A Freguesia do Castelo não tem postos de saúde, nem tão pouco um centro de saúde central capaz de responder à procura que se antevê. Não tem bombeiros. Não tem um centro de enfermagem. Não tem uma rede de cuidados primários essenciais e que deve existir em qualquer destino que se diz “turístico”.
As estimativas de crescimento da população residente e do número de camas em alojamentos turísticos no Concelho apontam para um total superior a 128 mil habitantes (dados constantes no Plano de Acessibilidades para o Concelho de Sesimbra). Escusado será dizer que mais de 50% destes habitantes esperados estarão fixados na Freguesia do Castelo.
É de toda uma estratégia que carece a Freguesia do Castelo. Nomeadamente, de uma estratégia turística, face ao volume de empreendimentos turísticos e ao número de camas em alojamentos turísticos. E essa estratégia passa por estabelecer (nas palavras de Guta Moura Guedes) “um turismo dirigido para a felicidade e bem-estar dos visitantes mas que não penaliza nem secundariza a dos cidadãos. O bom turismo é uma actividade que rentabiliza um activo colocando a população residente em primeiro lugar.”
E se o activo turístico da Freguesia do Castelo serão as paisagens naturais, as praias, as aldeias, o património natural e construído, o mar, a serra, as suas gentes, tradições, festas e romarias, em primeiro lugar terá de estar o bem-estar da população residente!
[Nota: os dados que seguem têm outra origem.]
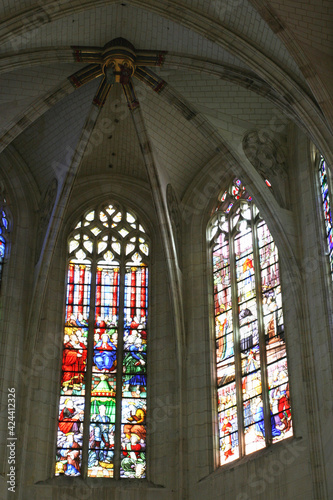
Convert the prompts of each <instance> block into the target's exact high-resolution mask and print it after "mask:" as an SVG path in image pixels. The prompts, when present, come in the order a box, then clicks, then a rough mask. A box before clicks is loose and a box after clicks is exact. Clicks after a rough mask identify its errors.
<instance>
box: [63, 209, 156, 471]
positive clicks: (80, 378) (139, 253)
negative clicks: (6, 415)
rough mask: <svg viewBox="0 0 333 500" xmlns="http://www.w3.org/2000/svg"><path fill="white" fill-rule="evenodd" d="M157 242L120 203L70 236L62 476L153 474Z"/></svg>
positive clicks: (130, 212)
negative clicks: (154, 331)
mask: <svg viewBox="0 0 333 500" xmlns="http://www.w3.org/2000/svg"><path fill="white" fill-rule="evenodd" d="M149 249H150V240H149V237H148V235H147V233H146V231H145V230H144V228H143V226H142V225H141V224H139V222H138V218H137V216H136V214H134V213H133V212H129V211H126V210H125V209H124V208H123V207H122V206H121V205H120V204H118V203H114V204H112V205H111V204H108V205H101V206H99V207H95V208H94V209H93V210H90V211H89V212H87V213H86V214H84V216H83V217H82V218H81V220H80V221H79V222H77V224H76V225H75V227H74V230H73V231H72V233H71V234H70V236H69V239H68V251H69V263H68V271H67V290H66V308H65V325H64V336H63V356H62V375H61V386H60V400H59V417H58V433H57V452H56V467H55V474H56V475H67V476H79V475H83V476H88V477H103V478H122V477H124V478H125V477H126V478H143V477H145V474H146V458H145V453H146V410H147V406H146V398H147V316H148V255H149Z"/></svg>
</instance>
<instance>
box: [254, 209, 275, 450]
mask: <svg viewBox="0 0 333 500" xmlns="http://www.w3.org/2000/svg"><path fill="white" fill-rule="evenodd" d="M253 220H254V216H253V215H252V237H253V240H252V241H253V260H254V269H255V286H256V296H257V316H258V333H259V352H260V368H261V391H262V392H261V393H262V400H263V409H264V424H265V442H266V446H267V445H269V444H271V443H272V428H271V422H270V414H271V412H270V404H269V395H268V380H267V357H266V339H265V328H264V319H263V312H262V288H261V269H260V258H259V249H258V236H257V225H256V224H254V223H253Z"/></svg>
É tempo da Freguesia do Castelo ocupar o lugar a que tem direito. Reivindicando e exigindo mais qualidade, mais investimento, mais soluções.
A Freguesia do Castelo será, a curto prazo, a mais povoada, a mais construída e, se nada acontecer, a mais carenciada ao nível de infraestruturas e equipamentos públicos, transformando-se num local caótico para a população residente.
A Freguesia do Castelo não pode ser sintetizada apenas como um território apetecível para investidores privados que visam, em primeiro lugar, obter lucro sobre o investimento que realizam.
A Freguesia do Castelo não pode (nem deve) ser apenas o elo de ligação entre as Freguesias de Santiago e da Quinta do Conde.
A Freguesia do Castelo não é a parente pobre da Freguesia que é sede de Concelho nem é a parente pobre da Freguesia que, por ser a mais populosa, resolve eleições.
A Freguesia do Castelo é a maior e mais antiga do Concelho. Também eu espero, tal como Guta Moura Guedes, que os “autarcas entendam isso.”